Zufrieden sein

  • Ich weiß, es gab schon ähnliche Threads. Aber mich interessiert es einfach.


    Seid ihr grundsätzlich zufrieden im Moment? Was braucht ihr dazu? Was fehlt euch, wenn ihr es nicht seid? Wie wart ihr in unzufriedenen Phasen aufgestellt bzw. was hat diese Phasen charakterisiert?


    Was denkt ihr, was braucht man grundsätzlich, um dauerhaft zufrieden sein zu können?


    Geht das in euren Augen?

  • Ich glaube zwar, dass du ganz bestimmt nicht auf meine Antwort gewartet hast, ich antworte trotzdem.


    Wirklich zufrieden war ich noch nie.


    Ansonsten denke ich, dass es für jeden einzelnen etwas anderes bedeuten kann, weswegen man zufrieden ist, sein kann.

  • Das finde ich eine wirklich interessante Frage! Ich hab mir darüber noch nie Gedanken gemacht ^^

    Also ich glaube, am wichtigsten für mich ist, dass ich meine Liebsten habe. Das sind meine Familie und Freunde. Ich bin ein sehr sozialer Mensch und würde eingehen, wenn ich alleine wäre. Ich bin auch sehr harmoniebedürftig. Ein großer Streit würde meine Zufriedenheit auch stark negativ beeinflussen.

    Das zweite ist, dass ich ein gewisses Grundeinkommen und Rücklagen habe, die es mir ermöglichen, mir keine Sorgen um Geld machen zu müssen. Ich bin nicht reich und das muss ich auch nicht sein. Es geht wie gesagt einfach um ein Sorglosgefühl.

    Dass ich meinen Job im allgemeinen gerne mache, ist natürlich auch ein positiver Effekt.

    Ich fühle mich in unserem zu Hause auch wohl. Das ist mir tatsächlich auch wichtig.

    Und die quality time, also Zeit für Unternehmungen oder einfach für mich ist auch sehr wichtig.

    Es gibt bestimmt noch mehr Faktoren. Aber das ist jetzt so das erste, das mir dazu einfällt.


    Wie ist es bei dir?

  • Seid ihr grundsätzlich zufrieden im Moment?


    Nein dafür gibt es zu viel zu beklagen.
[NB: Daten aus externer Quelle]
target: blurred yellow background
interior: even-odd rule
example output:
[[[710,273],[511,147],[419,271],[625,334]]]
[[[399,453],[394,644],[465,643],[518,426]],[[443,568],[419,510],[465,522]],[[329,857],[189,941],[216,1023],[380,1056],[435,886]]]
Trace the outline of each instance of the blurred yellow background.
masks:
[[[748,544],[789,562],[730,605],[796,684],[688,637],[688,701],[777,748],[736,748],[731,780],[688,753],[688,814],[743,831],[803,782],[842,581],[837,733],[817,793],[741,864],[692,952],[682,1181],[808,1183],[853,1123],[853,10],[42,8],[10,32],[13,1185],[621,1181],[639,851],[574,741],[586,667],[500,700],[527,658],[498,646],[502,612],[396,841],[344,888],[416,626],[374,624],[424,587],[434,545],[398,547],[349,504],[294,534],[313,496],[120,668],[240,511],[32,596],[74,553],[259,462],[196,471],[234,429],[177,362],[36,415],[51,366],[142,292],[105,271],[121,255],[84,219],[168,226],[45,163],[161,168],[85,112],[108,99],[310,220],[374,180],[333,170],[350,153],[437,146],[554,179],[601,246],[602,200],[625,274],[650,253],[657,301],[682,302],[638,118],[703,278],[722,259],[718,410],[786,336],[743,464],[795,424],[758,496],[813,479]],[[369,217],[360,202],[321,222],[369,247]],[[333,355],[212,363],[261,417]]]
Es gibt zu viele negative Einflüsse von außen die Zufriedenheitskiller sind.

    Zufrieden sein beinhaltet ja das Wort Frieden, also in Frieden leben zu können, dies wird uns leider verwehrt, wir bekommen beispielsweise gesagt: das ist jetzt wichtig wäre Krieg zu führen und eben nicht "in" oder zu-frieden zu sein.


    Wir bekommen doch von früh bis spät erzählt dass irgendetwas nicht gut ist so wie es ist und das ganz ganz viel geändert werden muss damit dann irgendwann mal alles gut sein wird. Nur es ist nie genug und es wird auch niemals irgendwas gut.
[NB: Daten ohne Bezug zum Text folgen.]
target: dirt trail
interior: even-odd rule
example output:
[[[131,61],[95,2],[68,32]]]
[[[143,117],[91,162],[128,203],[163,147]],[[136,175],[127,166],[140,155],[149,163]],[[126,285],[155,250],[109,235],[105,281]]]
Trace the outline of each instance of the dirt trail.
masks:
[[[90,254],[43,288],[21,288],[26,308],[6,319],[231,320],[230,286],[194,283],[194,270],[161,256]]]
    Was fehlt euch, wenn ihr es nicht seid?


    Wahrhaftigkeit. Wenn man nach Strich und Faden von allen Seiten belogen wird ist es schwierig damit zufrieden zu sein. Ich habe gerade gestern und heute überlegt dass von ganz vielen Teilen der Gesellschaft das Lügen zum Lebensweg erhoben wird, also systematisches und gewohnheitsmäßiges Lügen von einigen vielen ernsthaft als Weg gesehen wird.


    Was denkt ihr, was braucht man grundsätzlich, um dauerhaft zufrieden sein zu können?


    Das ist prinzipiell ziemlich einfach: zufrieden mit dem zu sein was man hat. Und einfach mal Ruhe zu geben. Aber wer ist das, bzw macht das schon?


    Persönlich ich? Ich bin zufrieden wenn ich in meinem Garten sitzen kann und den Sonnenuntergang mir anschauen kann. Aber es gibt auch solche Leute die dann nicht still sitzen können und anfangen müssen das Gras auszureißen, von denen gibt es mehr als man denkt wenn man mal etwas danach schaut.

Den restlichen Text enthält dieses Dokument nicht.